The sheer scope and breadth of RoSE as a project seems to be too heavy-handed for a project in our class, however I could see projects which implement RoSE’s more visual components, such as a visualization of a work or author’s impact on the larger world. I’ve included a screenshot of William Shakespeare’s below due to its relative completeness, but this might be adapted in our classroom to be less overwhelming and, as evident through the different mathematical configurations of the chart, sharply less technical.
I set out to make an observation about the relationship between the terms “segregation” and “integration” to draw a conclusion tying in closely with the civil rights movement. To supplement my light “research,” I perused the OED for a definition/year of usage that seemed to best fit the context of race relations that were contested so hotly during the civil rights battles in the United States.
In 1903, “segregation” was first used to denote “the enforced separation of different racial groups in a country, community, or institution” whereas in 1940, “integration” began to signify “the bringing into equal membership of a common society those groups or persons previously discriminated against on racial or cultural grounds.”
From a historical standpoint, these dates make sense. 1903 marked the turn of the century, a time of rapid change which, at least in America, grappled with relationships between African-Americans and white people in a disheveled post-Reconstruction nation. In 1940, America found itself closing up the wounds of an economic depression only to be shaken awake by the booms of world war a year later. This sudden shift in agenda rallied together all citizens, regardless of skin color, for a common cause, even if it seemed to only foster a short-lived period of harmony, judging by postwar American suburban conflict.

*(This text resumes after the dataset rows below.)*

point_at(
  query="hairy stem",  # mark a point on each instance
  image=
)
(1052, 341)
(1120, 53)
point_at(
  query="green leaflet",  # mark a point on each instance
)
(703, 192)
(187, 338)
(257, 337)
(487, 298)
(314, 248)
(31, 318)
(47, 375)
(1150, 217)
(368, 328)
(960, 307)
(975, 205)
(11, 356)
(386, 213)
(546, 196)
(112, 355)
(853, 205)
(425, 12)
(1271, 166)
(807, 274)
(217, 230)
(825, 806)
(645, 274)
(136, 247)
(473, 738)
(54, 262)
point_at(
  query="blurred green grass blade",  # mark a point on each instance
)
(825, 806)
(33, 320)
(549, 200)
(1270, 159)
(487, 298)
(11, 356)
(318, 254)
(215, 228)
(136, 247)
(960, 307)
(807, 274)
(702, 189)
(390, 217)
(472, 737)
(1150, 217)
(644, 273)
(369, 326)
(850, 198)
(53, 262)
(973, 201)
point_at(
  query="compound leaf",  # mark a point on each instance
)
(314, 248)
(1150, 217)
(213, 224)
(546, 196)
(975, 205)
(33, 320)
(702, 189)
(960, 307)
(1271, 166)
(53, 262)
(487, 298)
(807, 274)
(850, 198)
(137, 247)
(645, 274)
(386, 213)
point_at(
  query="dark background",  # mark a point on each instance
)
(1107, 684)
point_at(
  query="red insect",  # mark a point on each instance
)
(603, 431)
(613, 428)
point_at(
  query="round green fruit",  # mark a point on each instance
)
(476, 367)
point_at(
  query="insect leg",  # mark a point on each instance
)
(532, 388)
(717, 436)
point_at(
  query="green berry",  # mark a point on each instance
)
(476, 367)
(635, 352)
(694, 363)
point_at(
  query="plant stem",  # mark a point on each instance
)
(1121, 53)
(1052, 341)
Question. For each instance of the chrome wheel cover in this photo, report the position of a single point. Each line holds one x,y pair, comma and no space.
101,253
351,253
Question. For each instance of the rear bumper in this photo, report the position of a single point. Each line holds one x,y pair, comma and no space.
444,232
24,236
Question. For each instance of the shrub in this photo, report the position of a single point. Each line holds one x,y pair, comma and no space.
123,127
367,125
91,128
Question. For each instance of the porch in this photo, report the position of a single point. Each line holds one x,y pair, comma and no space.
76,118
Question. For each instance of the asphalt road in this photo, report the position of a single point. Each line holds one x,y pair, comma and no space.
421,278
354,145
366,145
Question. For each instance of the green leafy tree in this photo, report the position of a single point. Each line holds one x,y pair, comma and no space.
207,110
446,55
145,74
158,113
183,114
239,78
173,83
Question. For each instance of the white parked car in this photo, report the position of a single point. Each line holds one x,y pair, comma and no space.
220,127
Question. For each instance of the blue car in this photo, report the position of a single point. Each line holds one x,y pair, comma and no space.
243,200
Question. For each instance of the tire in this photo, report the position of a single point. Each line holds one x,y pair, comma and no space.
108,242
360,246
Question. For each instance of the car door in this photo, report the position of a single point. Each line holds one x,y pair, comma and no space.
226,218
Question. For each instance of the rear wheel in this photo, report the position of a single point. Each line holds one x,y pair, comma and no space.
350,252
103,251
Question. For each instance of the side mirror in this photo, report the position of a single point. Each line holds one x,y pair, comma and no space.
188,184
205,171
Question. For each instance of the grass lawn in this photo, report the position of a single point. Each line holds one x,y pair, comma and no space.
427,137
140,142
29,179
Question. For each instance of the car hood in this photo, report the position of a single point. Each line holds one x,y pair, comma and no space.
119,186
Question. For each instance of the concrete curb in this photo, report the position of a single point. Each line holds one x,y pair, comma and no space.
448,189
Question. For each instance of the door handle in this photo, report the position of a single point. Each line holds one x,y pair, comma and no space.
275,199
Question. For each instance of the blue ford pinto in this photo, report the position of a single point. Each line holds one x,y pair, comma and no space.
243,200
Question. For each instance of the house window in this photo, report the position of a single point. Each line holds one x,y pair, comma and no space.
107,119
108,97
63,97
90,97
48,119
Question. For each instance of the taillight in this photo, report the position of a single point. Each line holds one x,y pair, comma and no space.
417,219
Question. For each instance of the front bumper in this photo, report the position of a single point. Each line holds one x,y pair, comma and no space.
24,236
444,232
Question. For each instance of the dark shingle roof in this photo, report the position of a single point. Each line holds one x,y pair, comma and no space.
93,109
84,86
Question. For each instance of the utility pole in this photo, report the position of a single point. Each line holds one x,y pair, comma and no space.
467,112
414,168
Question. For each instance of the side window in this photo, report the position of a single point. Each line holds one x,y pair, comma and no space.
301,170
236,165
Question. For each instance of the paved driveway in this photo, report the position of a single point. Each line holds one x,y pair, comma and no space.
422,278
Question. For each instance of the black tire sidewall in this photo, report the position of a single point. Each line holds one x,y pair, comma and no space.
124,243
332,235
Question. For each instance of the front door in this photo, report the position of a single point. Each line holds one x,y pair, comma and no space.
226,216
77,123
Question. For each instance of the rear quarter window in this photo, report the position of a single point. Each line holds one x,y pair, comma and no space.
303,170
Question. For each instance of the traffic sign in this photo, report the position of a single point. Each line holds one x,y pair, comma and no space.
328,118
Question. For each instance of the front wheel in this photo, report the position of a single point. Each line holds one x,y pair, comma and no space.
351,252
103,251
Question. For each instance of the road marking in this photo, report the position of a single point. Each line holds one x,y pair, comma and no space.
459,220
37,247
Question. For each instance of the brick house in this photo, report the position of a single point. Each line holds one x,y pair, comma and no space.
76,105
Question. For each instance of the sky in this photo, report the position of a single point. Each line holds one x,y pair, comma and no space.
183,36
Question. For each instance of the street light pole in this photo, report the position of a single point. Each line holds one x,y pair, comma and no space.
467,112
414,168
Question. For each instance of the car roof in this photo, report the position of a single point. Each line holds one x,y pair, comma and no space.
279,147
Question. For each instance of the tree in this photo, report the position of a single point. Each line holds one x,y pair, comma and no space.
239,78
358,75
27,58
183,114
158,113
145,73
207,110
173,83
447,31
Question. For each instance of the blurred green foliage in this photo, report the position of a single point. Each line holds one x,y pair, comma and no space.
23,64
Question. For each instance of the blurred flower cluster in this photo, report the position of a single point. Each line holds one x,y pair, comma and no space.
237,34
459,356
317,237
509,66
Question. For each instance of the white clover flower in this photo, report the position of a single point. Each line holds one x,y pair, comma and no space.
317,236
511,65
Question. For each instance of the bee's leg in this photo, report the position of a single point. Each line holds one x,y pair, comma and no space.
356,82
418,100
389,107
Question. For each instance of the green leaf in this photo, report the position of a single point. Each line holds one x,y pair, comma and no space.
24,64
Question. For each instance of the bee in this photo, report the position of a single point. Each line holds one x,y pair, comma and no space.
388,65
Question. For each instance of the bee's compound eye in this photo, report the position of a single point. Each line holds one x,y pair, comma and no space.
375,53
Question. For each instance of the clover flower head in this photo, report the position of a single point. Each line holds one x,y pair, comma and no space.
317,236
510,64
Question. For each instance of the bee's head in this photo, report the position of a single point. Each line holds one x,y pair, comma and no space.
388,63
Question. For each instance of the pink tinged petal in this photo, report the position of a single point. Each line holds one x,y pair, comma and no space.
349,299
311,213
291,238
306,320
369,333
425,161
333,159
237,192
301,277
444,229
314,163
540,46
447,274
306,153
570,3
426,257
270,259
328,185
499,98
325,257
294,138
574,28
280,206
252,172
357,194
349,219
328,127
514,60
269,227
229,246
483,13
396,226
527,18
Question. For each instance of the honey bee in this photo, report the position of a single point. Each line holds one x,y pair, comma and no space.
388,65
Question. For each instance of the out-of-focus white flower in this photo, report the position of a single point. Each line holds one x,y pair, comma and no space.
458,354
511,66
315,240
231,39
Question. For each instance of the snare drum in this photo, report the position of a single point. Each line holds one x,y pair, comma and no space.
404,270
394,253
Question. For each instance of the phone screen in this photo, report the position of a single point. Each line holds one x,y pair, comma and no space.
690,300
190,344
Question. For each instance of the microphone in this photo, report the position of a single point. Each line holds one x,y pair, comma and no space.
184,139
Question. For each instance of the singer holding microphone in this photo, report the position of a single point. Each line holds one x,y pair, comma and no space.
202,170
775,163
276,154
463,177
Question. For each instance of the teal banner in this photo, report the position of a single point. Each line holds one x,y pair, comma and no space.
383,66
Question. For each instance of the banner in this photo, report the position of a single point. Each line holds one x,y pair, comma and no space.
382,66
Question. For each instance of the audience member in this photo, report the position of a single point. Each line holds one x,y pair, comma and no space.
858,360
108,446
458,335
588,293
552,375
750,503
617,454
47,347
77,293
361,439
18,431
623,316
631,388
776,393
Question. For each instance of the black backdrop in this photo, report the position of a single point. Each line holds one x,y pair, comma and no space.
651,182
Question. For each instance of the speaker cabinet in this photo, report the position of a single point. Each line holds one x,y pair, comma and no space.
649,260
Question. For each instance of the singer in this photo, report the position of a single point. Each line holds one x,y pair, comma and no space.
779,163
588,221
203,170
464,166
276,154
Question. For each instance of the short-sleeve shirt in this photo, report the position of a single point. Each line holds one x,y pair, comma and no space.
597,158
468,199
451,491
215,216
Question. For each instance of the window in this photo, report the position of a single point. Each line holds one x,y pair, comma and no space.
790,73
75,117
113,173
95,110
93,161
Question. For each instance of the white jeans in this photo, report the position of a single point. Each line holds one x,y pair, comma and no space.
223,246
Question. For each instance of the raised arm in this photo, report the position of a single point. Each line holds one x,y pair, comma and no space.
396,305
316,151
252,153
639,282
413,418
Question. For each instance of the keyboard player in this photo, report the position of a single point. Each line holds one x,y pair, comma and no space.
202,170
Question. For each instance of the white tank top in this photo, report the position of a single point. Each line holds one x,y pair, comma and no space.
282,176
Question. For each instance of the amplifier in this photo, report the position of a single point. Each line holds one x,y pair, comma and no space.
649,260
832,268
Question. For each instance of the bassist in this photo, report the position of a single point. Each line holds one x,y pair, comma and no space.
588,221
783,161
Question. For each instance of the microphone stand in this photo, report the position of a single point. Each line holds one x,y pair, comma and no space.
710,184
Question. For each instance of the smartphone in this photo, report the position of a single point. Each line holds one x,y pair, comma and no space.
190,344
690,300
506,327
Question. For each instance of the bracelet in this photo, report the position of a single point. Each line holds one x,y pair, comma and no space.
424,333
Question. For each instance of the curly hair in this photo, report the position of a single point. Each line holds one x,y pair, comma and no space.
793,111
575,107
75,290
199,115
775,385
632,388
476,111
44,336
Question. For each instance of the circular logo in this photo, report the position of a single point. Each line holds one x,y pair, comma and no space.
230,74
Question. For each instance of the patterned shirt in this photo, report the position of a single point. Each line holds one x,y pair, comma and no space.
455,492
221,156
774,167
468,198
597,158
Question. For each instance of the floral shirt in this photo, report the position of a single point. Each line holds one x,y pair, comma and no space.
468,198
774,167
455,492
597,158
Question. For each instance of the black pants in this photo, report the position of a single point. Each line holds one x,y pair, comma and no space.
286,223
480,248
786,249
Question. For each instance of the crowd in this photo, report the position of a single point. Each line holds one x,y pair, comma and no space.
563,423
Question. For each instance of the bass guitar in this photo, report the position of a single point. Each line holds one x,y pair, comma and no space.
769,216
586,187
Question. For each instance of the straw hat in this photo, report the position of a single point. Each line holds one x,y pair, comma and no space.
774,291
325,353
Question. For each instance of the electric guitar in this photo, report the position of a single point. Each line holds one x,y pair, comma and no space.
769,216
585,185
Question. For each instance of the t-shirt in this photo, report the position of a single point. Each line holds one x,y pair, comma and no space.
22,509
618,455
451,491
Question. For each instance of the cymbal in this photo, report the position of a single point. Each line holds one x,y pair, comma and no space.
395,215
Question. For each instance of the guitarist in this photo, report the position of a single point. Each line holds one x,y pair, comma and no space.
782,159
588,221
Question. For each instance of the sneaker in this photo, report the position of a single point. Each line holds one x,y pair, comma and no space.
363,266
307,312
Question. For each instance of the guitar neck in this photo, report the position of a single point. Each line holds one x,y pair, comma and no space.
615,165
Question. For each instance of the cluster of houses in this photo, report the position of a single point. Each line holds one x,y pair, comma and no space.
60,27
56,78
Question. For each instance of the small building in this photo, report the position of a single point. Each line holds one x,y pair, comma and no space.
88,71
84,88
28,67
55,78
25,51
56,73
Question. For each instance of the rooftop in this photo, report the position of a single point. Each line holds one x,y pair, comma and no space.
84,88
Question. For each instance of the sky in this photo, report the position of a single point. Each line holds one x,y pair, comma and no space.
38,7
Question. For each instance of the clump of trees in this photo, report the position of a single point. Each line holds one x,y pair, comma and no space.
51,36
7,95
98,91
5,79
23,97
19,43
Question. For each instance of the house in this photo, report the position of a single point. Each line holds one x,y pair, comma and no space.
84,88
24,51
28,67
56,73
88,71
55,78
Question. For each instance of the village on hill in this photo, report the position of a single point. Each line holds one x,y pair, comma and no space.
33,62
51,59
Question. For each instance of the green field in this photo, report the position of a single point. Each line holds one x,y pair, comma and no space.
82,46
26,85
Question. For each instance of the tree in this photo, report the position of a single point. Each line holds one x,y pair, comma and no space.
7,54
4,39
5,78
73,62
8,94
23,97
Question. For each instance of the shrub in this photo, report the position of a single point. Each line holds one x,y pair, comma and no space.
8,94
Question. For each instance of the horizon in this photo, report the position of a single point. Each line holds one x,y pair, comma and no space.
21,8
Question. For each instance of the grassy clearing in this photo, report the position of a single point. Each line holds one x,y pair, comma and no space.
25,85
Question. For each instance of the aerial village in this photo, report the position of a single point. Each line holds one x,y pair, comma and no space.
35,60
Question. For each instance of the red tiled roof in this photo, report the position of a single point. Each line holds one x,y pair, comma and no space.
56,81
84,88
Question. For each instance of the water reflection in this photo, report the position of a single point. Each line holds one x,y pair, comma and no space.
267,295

However, when looking at the Ngram Viewer, a different version of history presents itself. It seems the intersection between the two opposing words occurs at 1920 — a time before both the Great Depression and the tumult felt through the world via World War II. In fact, the Roaring Twenties were a time of financial excess, government corruption, and Fitzgeraldian decadence — so perhaps the upswing on the usage of “integration” tackled its disambiguative properties as a word to describe the economic conglomeration of assets? This is one of the shortcomings of viewing things through this graph: numbers don’t equal tangible causal relationships.
Furthermore, Google Books probably pulls from academic sources from all over the world to consolidate its database into large indexes of data. To draw jingoistic conclusions that favor an Americanized portrayal of word usage ignores a large chunk of the literate, scholarly population. Although in landmark instances a useful tool for visualizing the historical context of the English language’s changes and revisions, the Ngram Viewer doesn’t work well with words that have multiple meanings.